About Vascular Targeted Therapies
Vascular targeted therapies (VTTs) are agents that target tumor vasculature. VTTs are classified into 2 categories: those that inhibit angiogenesis, and those that directly interfere with tumor vasculature.
Agents that inhibit angiogenesis are referred to as anti-angiogenics (AAs), several of which are FDA approved and widely used in cancer treatment today. Conversely, agents that directly interfere with tumor vasculature are referred to as vascular disrupting agents (VDAs), such as the investigational drugs Mateon Therapeutics is developing.
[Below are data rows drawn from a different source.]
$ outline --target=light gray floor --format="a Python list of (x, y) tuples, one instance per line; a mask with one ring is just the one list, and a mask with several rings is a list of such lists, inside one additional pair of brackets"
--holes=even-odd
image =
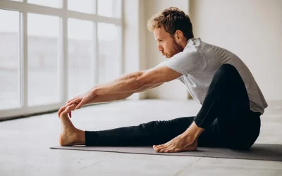
[[(270, 101), (257, 143), (282, 144), (282, 101)], [(74, 125), (101, 130), (195, 115), (194, 101), (123, 101), (73, 113)], [(56, 113), (0, 122), (0, 175), (282, 175), (282, 162), (51, 150)], [(238, 129), (240, 130), (240, 129)]]

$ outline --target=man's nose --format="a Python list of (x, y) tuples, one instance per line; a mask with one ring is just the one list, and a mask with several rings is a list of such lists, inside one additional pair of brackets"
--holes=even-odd
[(159, 49), (159, 51), (164, 51), (163, 47), (161, 47), (161, 46), (160, 46), (160, 45), (158, 45), (158, 49)]

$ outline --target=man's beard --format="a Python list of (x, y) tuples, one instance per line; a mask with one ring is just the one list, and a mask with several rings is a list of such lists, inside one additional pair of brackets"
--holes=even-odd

While distinct, these 2 approaches have complementary mechanisms of action. VDAs lead to ischemia-induced necrosis of interior tumor cells but may spare some tumor cells on the outer rim of the tumor. These residual rim cells derive nutrients and their blood supply from surrounding normal vasculature and can subsequently repopulate the tumor supported by the process of angiogenesis. Conversely, AAs block angiogenesis and therefore also block the potential tumor regeneration from the residual rim cells that could occur following VDA treatment. Thus, utilizing VDAs and AAs in combination has been observed to destroy blood vessels in the interior of the tumor while preventing the formation of new tumor blood vessels. Preclinical and initial clinical data support the therapeutic potential of utilizing VDAs combined with AAs in a range of tumor types.
At Mateon, we believe that by combining these 2 complementary approaches, VTT can realize its full potential and cancer treatment may be significantly improved.